Never write your own date parsing library Hackernews Viewer

Never write your own date parsing library

210 points by ulrischa 19 hours ago | 255 comments

Comments

quelsolaar 16 hours ago

When ever i see "never implement your own...", i know i want to implement it myself. People say that about hard things, and I only want to do hard things. Nobody wants people who can do easy things, people want people who can do hard things. The only way to learn how to do hard things, is to do hard things, so do the hardest things.

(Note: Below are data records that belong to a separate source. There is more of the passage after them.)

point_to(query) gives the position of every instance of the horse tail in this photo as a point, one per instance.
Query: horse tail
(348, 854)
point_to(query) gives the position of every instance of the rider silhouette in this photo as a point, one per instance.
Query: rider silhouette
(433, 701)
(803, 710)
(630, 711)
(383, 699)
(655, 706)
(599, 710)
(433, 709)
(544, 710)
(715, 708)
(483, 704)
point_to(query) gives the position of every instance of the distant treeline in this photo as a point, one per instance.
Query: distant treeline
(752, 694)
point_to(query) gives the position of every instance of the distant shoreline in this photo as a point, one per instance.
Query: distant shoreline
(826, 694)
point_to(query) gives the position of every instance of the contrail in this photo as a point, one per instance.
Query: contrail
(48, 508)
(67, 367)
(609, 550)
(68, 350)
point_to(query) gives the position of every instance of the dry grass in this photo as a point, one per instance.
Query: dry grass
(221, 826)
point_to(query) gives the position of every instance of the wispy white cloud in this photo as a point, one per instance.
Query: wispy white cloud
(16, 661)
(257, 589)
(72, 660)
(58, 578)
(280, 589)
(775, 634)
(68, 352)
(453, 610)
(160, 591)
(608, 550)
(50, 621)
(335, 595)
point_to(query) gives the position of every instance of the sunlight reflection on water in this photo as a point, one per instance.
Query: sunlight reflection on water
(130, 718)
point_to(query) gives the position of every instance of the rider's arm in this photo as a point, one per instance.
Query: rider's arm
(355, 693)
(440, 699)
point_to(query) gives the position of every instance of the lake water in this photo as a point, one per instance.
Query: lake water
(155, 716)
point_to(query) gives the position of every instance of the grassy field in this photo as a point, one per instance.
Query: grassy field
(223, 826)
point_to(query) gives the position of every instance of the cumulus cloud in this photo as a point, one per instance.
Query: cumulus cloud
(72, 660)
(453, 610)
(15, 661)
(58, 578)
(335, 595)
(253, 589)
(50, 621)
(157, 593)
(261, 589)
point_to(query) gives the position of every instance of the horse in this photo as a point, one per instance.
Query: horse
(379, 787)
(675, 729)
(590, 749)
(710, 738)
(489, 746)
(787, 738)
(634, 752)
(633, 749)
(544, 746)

So go ahead, write your own date library, your own Unicode font rendering, compiler, OS, game engine or what ever else people tell you to never do because its hard.

davidw 18 hours ago

It's like that joke someone posted on Twitter: "I was in favor of space exploration until I realized what it would mean for date/time libraries"

jillesvangurp 5 hours ago

IMHO, ISO 8601 as a standard is way too broad and unspecific. ISO 8601 is way too messy. Telling somebody that they need to parse an ISO 8601 date time is not enough information to do the job. Which variant is it? Does it include the time part. IMHO allowing the full range of ISO 8601 dates and times in a data format is usually a mistake. You want to be more specific.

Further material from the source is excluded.